В архиве кемской ратуши сохранилась рукопись, начатая по приказу олонецкого наместнического правления в 1787 году и продолженная до 30-х годов нынешнего столетия. Она называется так: «История о новоучрежденном городе Кеми, состоящем Олонецкой губернии, в Петрозаводском ведении, при пределах Белого моря, Северного океана, на реке Кеми». История эта начинается так: «От сотворения мира в лето 7084 (1579) и 7098 (1590) оная Кемская волость от шведов дважды была воюема. Храмы Божий и обывательские домы выжжены, жители побиты, иные в полон взяты, а другие разбежались. По населении, лета 7099, июня, по грамоте царя и великого князя Феодора Иоанновича, Кемская волость отдана Соловецкого монастыря игумену Иакову с братиею. Того же лета, августа 2 дня, по таковой же царя и великого князя грамоте, велено ему, игумену, с братиею хрестьян судом и расправою ведать Соловецкого монастыря властям, или кому оне прикажут». Этим и ограничиваются все сведения о первоначальном заселении города. То же самое подтверждает и соловецкий летописец. В XV веке, по свидетельству его, Кемь называлась уже волостью и принадлежала именитой посаднице Марфе Борецкой. Марфа, в 1450 году, подарила эту волость вместе с другими Соловецкому монастырю. После падения новгородского веча, Кемь сделалась государевой собственностью и была ею до царя Феодора. Больше соловецкий летописец уже не говорит ничего, хотя, по всему вероятию, можно предположить, что и Кемь, как и посад Сума, первоначально населена была кореляками, и Кемь была такая бедная карельская деревушка, как и финская Suoma — Сума. В Кеми до сих еще пор хранятся на языке туземцев старинные карельские названия частей города, хотя карелы русским новгородским населением и отодвинуты вверх по р. Кеми на 18 верст (до деревни Подужемья). Слобода, расположенная на северном берегу реки, до настоящего времени зовется мандера (по-карельски «твердая, матерая земля»); городской погост называется гайжа; часть города на южном берегу — корга. Гайжу можно назвать главной частью города, потому что здесь находится соборная церковь, казенные и общественные здания. Это большой остров, образованный двумя рукавами реки. Против этого острова (к востоку) находится другой, меньшей величины, называемый Лепостровом, отделенный небольшим проливцем Пудас. Здесь находится деревянная церковь и полуразрушенная, догнивающая свой долгий век, деревянная башня — один из остатков некогда бывшего здесь острога.

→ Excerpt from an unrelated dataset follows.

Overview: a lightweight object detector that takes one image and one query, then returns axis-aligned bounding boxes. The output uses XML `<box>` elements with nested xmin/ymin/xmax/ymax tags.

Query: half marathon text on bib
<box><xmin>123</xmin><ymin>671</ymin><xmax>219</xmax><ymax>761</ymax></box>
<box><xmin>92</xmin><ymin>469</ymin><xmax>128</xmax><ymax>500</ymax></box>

Острог этот, как пишет соловецкий летописец, построен в 7165 году (1657) по грамоте царя и великого князя Алексея Михайловича (для караула воинских людей) на счет монастырских сумм. Он был двухэтажный, назывался городком, имел по углам башни и два ряда бойниц, 12 железных пушек, 14 пищалей затинных, 63 мушкета, 30 бердышей, 118 копий, 9 рогов, 2 знамени, 3 барабана, 1 алебарду, 3 значка, 90 ядер, свинцу 9 пудов 27 фунт., и две бочки пороху. Построенный исключительно для защиты от набегов «немецких людей», острог, однако, не успел исполнить своего назначения: немцы не приходили. Городок спокойно догнивал свой век до указа Екатерины II, когда Кемь отведена была от монастыря. Боевые снаряды остались, однако, за ним. До того времени в Кеми на особом подворье, до сих пор еще сохранившем всю оригинальность своей архитектуры, жили соловецкие старцы, сбирая на монастырь волостные доходы с рыбных ловищ и кречатьих садбищ. Двор этот, по примеру других и по царским указам, был обелен, т. е. освобожден от всех тех поборов, какими обложены были все другие обывательские дома. Когда состоялись духовные штаты, подворье продолжало оставаться в ведении монастыря до 1808 года. Тогда оно продано было тамошнему купцу Дружинину.